Lee Langley

‘The Infatuations’, by Javier Marías – review

issue 09 March 2013

A café in Madrid. From her table across the room a solitary woman watches an attractive couple share breakfast morning after morning and speculates pleasurably about their relationship. One day they fail to appear and as time passes she feels a deepening sense of loss. Later she learns that the man has been murdered, stabbed to death in the street — an apparently senseless crime.

The tragedy of the happy couple touches and disturbs her. Then, almost accidentally, she finds herself becoming involved with the widow and the dead man’s best friend. At first all is straightforward: loss, grieving, consolation. Gradually the relationship becomes more complex: she begins an affair with the friend, recognising that she is little more than a stopgap in his life. And so things continue, until, at a certain point a remark overheard, an ominous hint, sets up unease and leaves her floundering. Nothing is quite as it seems — but how could it be? We’re in Javier Marías territory. This is a novelist who doesn’t deal in the straightforward; his narratives are serpentine, his vocabulary one of ambiguity, his landscape a place of shadows.

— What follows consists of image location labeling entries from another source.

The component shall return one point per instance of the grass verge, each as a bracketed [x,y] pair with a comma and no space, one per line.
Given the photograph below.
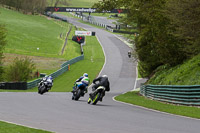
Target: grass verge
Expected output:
[92,64]
[12,128]
[135,99]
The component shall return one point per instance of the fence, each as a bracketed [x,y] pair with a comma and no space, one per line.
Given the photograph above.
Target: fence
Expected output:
[64,68]
[176,94]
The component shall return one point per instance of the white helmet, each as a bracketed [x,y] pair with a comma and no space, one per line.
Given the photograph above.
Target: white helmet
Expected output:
[85,75]
[104,76]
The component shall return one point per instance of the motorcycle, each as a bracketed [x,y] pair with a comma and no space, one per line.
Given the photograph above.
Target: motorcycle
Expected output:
[45,85]
[97,95]
[78,92]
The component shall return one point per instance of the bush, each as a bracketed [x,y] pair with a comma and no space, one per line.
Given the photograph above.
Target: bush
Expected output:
[2,46]
[20,70]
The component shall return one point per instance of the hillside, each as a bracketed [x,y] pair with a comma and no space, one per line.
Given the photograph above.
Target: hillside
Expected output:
[26,33]
[186,74]
[37,37]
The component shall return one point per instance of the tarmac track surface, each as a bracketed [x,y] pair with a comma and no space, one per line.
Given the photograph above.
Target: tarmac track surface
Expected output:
[58,113]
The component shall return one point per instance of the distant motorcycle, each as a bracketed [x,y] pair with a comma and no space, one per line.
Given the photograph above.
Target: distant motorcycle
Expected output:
[45,84]
[97,95]
[78,92]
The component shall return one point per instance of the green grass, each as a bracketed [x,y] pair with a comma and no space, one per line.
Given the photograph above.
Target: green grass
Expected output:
[92,64]
[135,99]
[186,74]
[26,33]
[79,3]
[12,128]
[82,3]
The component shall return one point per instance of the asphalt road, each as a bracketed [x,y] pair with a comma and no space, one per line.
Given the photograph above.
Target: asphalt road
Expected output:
[58,113]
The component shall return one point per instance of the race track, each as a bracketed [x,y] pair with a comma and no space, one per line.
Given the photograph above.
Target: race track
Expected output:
[56,112]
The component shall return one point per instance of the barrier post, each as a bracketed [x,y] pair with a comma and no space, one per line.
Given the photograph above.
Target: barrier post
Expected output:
[68,66]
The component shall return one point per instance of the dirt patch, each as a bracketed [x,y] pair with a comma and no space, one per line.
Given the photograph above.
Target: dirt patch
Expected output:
[40,62]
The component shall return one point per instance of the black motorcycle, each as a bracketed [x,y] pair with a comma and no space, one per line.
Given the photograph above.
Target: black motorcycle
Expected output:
[78,92]
[45,85]
[97,95]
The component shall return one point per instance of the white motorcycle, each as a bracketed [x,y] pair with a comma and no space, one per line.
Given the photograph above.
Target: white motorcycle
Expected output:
[45,84]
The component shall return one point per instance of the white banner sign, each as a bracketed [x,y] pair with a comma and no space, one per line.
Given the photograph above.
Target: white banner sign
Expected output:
[83,33]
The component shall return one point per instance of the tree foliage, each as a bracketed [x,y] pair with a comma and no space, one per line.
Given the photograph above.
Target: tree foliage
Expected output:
[2,45]
[27,6]
[168,30]
[20,70]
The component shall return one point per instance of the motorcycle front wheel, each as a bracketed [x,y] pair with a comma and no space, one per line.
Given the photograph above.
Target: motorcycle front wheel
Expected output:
[96,99]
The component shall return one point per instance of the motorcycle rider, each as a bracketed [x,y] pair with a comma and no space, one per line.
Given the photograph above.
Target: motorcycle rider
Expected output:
[102,81]
[83,81]
[47,81]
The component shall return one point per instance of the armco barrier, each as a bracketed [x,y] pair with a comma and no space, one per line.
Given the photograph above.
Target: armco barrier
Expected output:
[72,61]
[176,94]
[64,68]
[13,85]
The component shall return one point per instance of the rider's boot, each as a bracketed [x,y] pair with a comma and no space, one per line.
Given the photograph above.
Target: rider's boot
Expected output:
[89,100]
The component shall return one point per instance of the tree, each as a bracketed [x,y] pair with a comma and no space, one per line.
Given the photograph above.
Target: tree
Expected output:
[20,70]
[184,16]
[156,44]
[2,46]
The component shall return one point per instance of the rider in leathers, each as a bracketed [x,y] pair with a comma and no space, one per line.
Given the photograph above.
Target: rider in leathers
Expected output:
[102,81]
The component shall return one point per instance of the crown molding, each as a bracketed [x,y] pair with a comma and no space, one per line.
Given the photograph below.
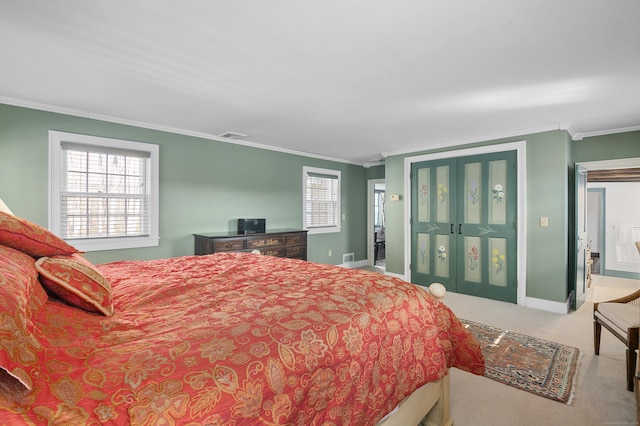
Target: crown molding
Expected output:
[581,136]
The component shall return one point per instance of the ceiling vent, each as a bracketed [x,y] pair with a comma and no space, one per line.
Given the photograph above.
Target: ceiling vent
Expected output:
[233,135]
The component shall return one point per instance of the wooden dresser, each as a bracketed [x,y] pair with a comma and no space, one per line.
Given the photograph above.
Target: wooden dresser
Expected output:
[278,242]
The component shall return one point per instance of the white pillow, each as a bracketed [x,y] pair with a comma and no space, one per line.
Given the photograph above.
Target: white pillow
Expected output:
[4,208]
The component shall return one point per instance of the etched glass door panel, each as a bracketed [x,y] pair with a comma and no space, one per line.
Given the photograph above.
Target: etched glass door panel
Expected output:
[498,195]
[498,262]
[442,263]
[424,205]
[473,192]
[473,259]
[424,246]
[442,192]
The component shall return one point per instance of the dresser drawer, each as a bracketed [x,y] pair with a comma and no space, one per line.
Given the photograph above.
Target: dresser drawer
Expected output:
[296,251]
[262,242]
[273,251]
[228,244]
[293,239]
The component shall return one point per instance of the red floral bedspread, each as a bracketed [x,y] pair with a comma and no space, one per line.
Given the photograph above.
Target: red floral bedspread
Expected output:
[237,339]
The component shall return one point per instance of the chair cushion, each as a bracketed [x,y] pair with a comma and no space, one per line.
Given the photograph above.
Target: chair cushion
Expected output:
[622,316]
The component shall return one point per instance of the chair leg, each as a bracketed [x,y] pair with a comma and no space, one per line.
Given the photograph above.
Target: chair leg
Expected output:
[632,345]
[631,368]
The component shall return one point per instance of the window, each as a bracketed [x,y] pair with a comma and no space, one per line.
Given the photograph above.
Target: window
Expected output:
[321,197]
[103,193]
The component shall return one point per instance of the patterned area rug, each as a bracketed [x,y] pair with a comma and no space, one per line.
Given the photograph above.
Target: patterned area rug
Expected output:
[538,366]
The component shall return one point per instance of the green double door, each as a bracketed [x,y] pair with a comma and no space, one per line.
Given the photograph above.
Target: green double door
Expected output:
[463,225]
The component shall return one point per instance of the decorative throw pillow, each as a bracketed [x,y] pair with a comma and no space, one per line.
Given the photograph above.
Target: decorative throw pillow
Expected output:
[20,348]
[76,281]
[30,238]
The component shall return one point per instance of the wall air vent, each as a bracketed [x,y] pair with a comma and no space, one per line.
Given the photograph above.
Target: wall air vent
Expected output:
[233,135]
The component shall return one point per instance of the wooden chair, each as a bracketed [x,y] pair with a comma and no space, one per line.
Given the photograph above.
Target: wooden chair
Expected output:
[622,318]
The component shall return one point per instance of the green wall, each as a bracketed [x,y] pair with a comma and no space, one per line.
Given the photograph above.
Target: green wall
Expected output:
[547,156]
[205,185]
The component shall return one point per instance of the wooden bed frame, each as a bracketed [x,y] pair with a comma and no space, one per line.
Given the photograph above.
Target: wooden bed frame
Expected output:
[430,402]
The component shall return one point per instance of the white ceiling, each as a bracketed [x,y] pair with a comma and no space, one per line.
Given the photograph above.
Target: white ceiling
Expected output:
[347,79]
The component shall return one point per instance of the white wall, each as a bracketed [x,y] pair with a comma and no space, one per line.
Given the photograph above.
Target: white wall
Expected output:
[622,215]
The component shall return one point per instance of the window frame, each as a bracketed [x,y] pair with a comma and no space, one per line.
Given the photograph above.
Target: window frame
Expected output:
[306,171]
[56,140]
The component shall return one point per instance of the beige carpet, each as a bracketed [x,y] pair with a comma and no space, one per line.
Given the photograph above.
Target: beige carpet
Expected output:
[600,397]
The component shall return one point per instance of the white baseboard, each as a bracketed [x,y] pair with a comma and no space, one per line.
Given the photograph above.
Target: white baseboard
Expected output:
[358,264]
[548,305]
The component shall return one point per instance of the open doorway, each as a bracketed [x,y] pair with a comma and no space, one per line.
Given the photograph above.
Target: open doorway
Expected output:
[376,223]
[612,217]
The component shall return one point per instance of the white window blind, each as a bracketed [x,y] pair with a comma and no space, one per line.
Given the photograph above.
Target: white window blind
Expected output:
[322,200]
[103,193]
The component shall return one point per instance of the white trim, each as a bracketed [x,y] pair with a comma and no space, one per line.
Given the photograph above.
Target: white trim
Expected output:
[549,305]
[497,136]
[95,244]
[521,149]
[145,125]
[581,135]
[330,172]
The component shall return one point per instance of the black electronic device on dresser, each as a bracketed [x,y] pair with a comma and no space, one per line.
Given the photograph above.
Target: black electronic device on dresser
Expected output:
[252,226]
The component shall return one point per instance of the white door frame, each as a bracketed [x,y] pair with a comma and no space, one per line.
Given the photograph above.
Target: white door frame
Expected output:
[520,148]
[371,186]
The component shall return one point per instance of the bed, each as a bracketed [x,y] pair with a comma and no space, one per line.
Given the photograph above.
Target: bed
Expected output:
[222,339]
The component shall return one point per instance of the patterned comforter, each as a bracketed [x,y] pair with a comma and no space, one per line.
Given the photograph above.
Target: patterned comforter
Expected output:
[237,339]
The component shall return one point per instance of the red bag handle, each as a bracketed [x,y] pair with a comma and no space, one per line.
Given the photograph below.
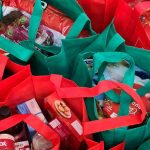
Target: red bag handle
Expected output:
[35,123]
[140,8]
[105,124]
[3,62]
[94,145]
[119,147]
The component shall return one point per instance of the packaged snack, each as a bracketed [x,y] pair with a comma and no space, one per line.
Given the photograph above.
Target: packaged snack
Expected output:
[24,145]
[58,108]
[111,109]
[18,131]
[52,17]
[7,142]
[31,107]
[62,131]
[145,98]
[40,143]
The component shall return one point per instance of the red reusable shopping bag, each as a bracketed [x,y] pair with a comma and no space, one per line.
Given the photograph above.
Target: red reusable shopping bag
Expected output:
[9,68]
[100,146]
[37,87]
[100,12]
[128,22]
[74,94]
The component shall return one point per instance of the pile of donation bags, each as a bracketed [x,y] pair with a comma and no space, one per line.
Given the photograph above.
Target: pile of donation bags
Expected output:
[64,86]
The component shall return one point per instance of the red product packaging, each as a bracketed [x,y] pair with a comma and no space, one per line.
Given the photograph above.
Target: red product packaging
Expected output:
[111,109]
[57,108]
[62,131]
[145,98]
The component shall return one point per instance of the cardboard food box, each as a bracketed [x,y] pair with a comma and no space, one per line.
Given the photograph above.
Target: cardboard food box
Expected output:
[57,108]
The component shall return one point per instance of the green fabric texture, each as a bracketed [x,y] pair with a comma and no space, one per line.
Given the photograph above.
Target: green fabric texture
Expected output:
[57,61]
[110,47]
[145,145]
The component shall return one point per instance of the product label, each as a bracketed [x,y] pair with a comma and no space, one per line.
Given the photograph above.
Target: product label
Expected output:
[78,127]
[62,109]
[59,128]
[22,145]
[6,144]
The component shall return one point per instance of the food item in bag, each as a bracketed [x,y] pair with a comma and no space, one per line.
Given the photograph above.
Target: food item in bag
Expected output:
[24,145]
[145,98]
[52,17]
[40,143]
[57,108]
[111,109]
[31,107]
[7,142]
[18,131]
[62,131]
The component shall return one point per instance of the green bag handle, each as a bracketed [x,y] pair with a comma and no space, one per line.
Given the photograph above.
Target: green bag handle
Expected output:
[114,43]
[145,145]
[78,25]
[51,49]
[100,61]
[16,50]
[35,20]
[1,12]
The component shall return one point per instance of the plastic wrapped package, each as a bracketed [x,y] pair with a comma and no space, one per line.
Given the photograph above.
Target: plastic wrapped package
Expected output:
[52,17]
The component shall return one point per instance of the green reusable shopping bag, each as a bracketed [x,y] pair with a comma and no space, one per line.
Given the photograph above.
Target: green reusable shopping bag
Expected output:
[57,61]
[145,145]
[102,51]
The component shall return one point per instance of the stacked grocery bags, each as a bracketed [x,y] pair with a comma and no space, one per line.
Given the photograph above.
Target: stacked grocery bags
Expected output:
[68,82]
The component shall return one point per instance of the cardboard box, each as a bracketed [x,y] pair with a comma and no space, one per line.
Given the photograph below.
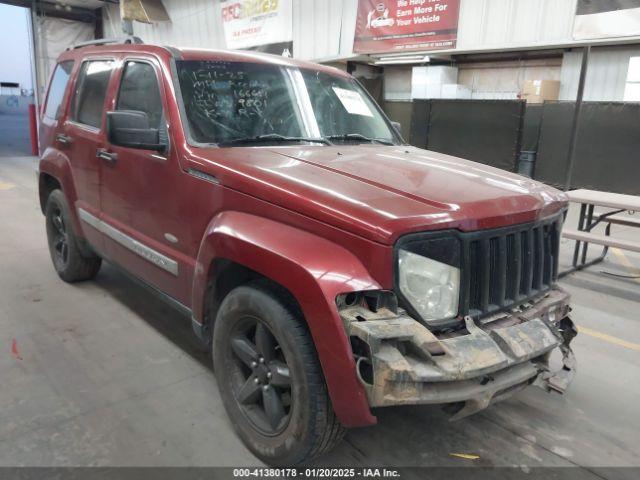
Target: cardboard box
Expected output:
[537,91]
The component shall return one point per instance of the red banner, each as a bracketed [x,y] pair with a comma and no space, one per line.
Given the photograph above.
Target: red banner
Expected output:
[394,26]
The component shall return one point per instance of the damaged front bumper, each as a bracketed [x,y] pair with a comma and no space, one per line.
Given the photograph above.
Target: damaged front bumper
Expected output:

The Infatuations is a metaphysical exploration masquerading as a murder mystery. The narrator, the widow and the best friend spend much of the book engaged in conversation, or imagined conversation, or recollected conversation, living simultaneously in a past both real and fantasy, tinged with nostalgia and regret, and a future imbued with suspicion and impossible hopes. The truth is slippery. There is action: but the killing will have taken place in the past, as will the love-making. Head-clutching stuff, but quietly addictive.

Marías is a wolf in sheep’s clothing: his ostensible subjects look seductively mainstream: his 1,600-page trilogy Your Face Tomorrow reads like Proust re-imagined by Le Carré — spying, adultery, betrayal, sex and violence.